Been wondering all week what I would post today, knowing that I would be joining the second church I've ever actually belonged to this morning.

Simple thoughts.

I love this church.

It's drips with grace. It breathes freedom -- the soul freedom I grew up with in a Southern Baptist church, back before freethinking, under the guidance of the Holy Spirit, went out of style in the SBC. And it is radically open.

I have nothing negative to say about the church of my upbringing. I love it. I met God through Jesus there.

Nor do I have anything negative to say about the SBC, nor any other church or organization where two or three are gathered in Jesus's name.

I love the Southern Baptist Convention. But I went away for a while, and when I came back I didn't recognize it. We evolved past each other, or something.

It's fundamentalism itself, not any particular church or group of churches, that worries me. And there are fundamentalists in all religions and churches and church groups. Some just have more than others. It's a free country, more or less. That stuff's just not for me.

I think of my church now as what a Baptist church would be if it were theologically liberal, and socially liberal, and filled mainly, but not totally by any means, with people who are politically liberal. In fact, there are a few shellshocked Republicans in the church, libertarian types, non-interventionist types who feel buffaloed by the leadership of their party -- and by the fundamentalist religion the GOP is dancing with.

(Oh and yes, TugboatCapn, if you're lurking. I reckon I *do* "own" a church now, along with every other member. It's in the bylaws.)

It is a local, autonomous congregation of Christians who have chosen to affiliate with the United Church of Christ. It's right up my alley now.

From the church Web page:

The people of Mayflower Congregational UCC church of Oklahoma City invite you to experience Christianity as a way of life, not a set of creeds and doctrines demanding total agreement. We invite you to join us as we seek to recover the meaning of the gospel for our time, looking to scripture, faith, and reason -- interpreted by love. At Mayflower we believe that what Jesus teaches us about God is more important than what the church has taught us about Jesus. We believe in the liberty of conscience, the responsibility of every believer to work out his or her own salvation, and the obligation of faithful men and women to become partners with God in building the kingdom. We take the Bible seriously, not literally, and believe that in our time the church must recover, above all, its radical hospitality -- welcoming all persons into her midst, without regard to race, age, gender, sexual orientation, or physical abilities.

So, I joined today, after 10 months of regular attendance, after much meditation and prayer. Dr. ER did me the kindness of coming to see me stand up in front of the congregation, with 20-something other new people, and be welcomed in a short ceremony.

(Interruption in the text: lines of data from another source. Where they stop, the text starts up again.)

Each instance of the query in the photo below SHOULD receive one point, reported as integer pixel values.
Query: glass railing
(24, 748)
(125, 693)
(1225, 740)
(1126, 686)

I'm off here directly to see if the local Barnes & Noble has the Harper Collins Study Bible. Commenter GP, an old friend of mine, recommended it back in January, when I asked y'all to tell me about your own Bibles and to make recommendations.

I've got a few Bibles already, including a Scofield Reference Bible and a Ryrie Study Bible, from my teens and early 20s, and a Living Bible. There's nothing wrong with any of them if you think as you read. But, as this is a time of renewal for me, I figured I ought to get a new one.


Saturday, July 01, 2006


The Royal Theatre

The Royal Theatre, in Archer City, Texas, was the inspiration for Larry McMurtry's book and the Peter Bogdanovich great film, "The Last Picture Show," and later OK movie, "Texasville."